La "Notte Oscura" dell'Anima

Ma vi fu un altro aspetto eroico di questa grande donna di cui si venne a conoscenza solo dopo la sua morte. Nascosta agli occhi di tutti, nascosta persino a coloro che le stettero più vicino, la sua vita interiore fu contrassegnata dall’esperienza di una profonda, dolorosa e permanente sensazione di essere separata da Dio, addirittura rifiutata da Lui, assieme a un crescente desiderio di Lui. Chiamò la sua prova interiore: “l’oscurità”. La “dolorosa notte” della sua anima, che ebbe inizio intorno al periodo in cui aveva cominciato il suo apostolato con i poveri e perdurò tutta la vita, condusse Madre Teresa a un’unione ancora più profonda con Dio.

Gli Ultimi Anni, la Morte e la Canonizzazione

Durante gli ultimi anni della sua vita, nonostante i crescenti seri problemi di salute, Madre Teresa continuò a guidare la sua Congregazione e a rispondere alle necessità dei poveri e della Chiesa. Nel 1997 le suore di Madre Teresa erano circa 4.000, presenti nelle 610 case di missione sparse in 123 paesi del mondo. Nel marzo 1997 Madre Teresa benedisse la neo-eletta nuova Superiora Generale delle Missionarie della Carità e fece ancora un viaggio all’estero. Dopo avere incontrato il Papa Giovanni Paolo II per l’ultima volta, rientrò a Calcutta e trascorse le ultime settimane di vita ricevendo visitatori e istruendo le consorelle. Il 13 marzo 1997 lasciò definitivamente la guida delle Missionarie della Carità.

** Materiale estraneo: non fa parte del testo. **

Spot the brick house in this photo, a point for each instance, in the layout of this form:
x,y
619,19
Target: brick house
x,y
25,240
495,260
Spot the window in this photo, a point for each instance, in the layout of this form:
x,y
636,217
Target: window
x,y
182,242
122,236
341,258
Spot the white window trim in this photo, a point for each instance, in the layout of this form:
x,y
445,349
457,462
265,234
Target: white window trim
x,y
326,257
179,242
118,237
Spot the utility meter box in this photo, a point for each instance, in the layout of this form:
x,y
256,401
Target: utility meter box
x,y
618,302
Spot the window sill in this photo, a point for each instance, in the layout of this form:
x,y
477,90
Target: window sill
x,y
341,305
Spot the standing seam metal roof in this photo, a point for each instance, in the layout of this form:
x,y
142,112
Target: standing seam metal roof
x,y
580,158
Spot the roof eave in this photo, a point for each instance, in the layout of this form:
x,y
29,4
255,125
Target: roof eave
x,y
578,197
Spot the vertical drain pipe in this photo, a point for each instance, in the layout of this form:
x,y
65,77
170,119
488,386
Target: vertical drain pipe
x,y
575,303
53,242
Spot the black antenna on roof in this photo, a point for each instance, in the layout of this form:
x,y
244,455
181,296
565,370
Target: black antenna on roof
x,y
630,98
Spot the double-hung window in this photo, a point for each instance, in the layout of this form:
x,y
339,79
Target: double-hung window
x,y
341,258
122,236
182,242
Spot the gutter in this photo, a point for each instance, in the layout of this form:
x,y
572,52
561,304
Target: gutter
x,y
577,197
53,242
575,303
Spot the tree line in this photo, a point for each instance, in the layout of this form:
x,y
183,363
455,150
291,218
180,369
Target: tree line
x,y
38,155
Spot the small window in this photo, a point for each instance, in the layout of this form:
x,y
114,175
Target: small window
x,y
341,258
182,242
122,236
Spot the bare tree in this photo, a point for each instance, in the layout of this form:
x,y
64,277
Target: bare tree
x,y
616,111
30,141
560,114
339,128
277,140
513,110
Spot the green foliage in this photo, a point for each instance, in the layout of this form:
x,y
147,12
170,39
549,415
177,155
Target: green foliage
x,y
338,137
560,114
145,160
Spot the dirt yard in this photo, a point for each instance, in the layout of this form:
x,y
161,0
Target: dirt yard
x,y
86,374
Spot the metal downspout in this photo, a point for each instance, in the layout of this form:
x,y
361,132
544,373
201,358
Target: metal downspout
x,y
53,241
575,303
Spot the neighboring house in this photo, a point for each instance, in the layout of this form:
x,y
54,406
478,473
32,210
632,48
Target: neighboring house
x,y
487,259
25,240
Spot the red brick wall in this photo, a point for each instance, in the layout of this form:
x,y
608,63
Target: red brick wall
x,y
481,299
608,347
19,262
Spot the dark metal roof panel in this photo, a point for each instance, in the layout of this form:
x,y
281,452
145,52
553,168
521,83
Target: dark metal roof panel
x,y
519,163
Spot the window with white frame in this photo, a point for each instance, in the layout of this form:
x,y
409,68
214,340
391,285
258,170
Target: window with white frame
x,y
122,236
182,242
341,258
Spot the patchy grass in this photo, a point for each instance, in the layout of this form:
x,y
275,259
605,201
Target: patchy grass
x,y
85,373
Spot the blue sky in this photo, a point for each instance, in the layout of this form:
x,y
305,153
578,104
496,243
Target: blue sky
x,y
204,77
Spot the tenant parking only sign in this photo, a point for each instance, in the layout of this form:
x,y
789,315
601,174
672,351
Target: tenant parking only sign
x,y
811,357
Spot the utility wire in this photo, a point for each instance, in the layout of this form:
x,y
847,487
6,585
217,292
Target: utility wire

Madre Teresa anziana in incontro pubblico

La vita terrena di Madre Teresa giunse al termine il 5 settembre 1997 a Calcutta, all’età di ottantasette anni. Le fu dato l’onore dei funerali di Stato da parte del Governo indiano e il suo corpo fu seppellito nella Casa Madre delle Missionarie della Carità. La sua tomba divenne ben presto luogo di pellegrinaggi e di preghiera per gente di ogni credo, poveri e ricchi, senza distinzione alcuna. La sua scomparsa suscitò grande commozione nel mondo intero: il Segretario Generale delle Nazioni Unite, Javier Pérez de Cuéllar arrivò persino a dichiarare: "Lei è le Nazioni Unite. Lei è la pace nel mondo." Nawaz Sharif, il Primo Ministro del Pakistan disse, inoltre, che Madre Teresa era "un raro e unico individuo che ha vissuto a lungo per più alti scopi".

Madre Teresa ci lascia un testamento di fede incrollabile, speranza invincibile e straordinaria carità. La sua risposta alla richiesta di Gesù: “Vieni, sii la mia luce”, la rese Missionaria della Carità, “Madre per i poveri”, simbolo di compassione per il mondo e testimone vivente dell’amore assetato di Dio.

Meno di due anni dopo la sua morte, a causa della diffusa fama di santità e delle grazie ottenute per sua intercessione, il Papa Giovanni Paolo II permise l’apertura della Causa di Canonizzazione, avviando uno dei processi più rapidi di canonizzazione nella storia della Chiesa cattolica. Questo processo richiede la documentazione di un miracolo avvenuto per intercessione di Madre Teresa. Nel 2002 il Vaticano ha riconosciuto come miracolo la guarigione di un tumore presente nell'addome di una donna indiana, Monica Besra, a seguito dell'applicazione sulla zona colpita da tumore di un ciondolo con, all'interno, l'immagine di Madre Teresa.

Il secondo miracolo necessario per la proclamazione della santità è stato riconosciuto nella guarigione improvvisa e inspiegabile, avvenuta il 10 settembre 2008, dell'ingegnere brasiliano Marcilio Haddad Andrino, da una grave patologia cerebrale. Fu beatificata il 19 ottobre 2003 dallo stesso papa Giovanni Paolo II e, in seguito, canonizzata da Papa Francesco il 4 settembre 2016.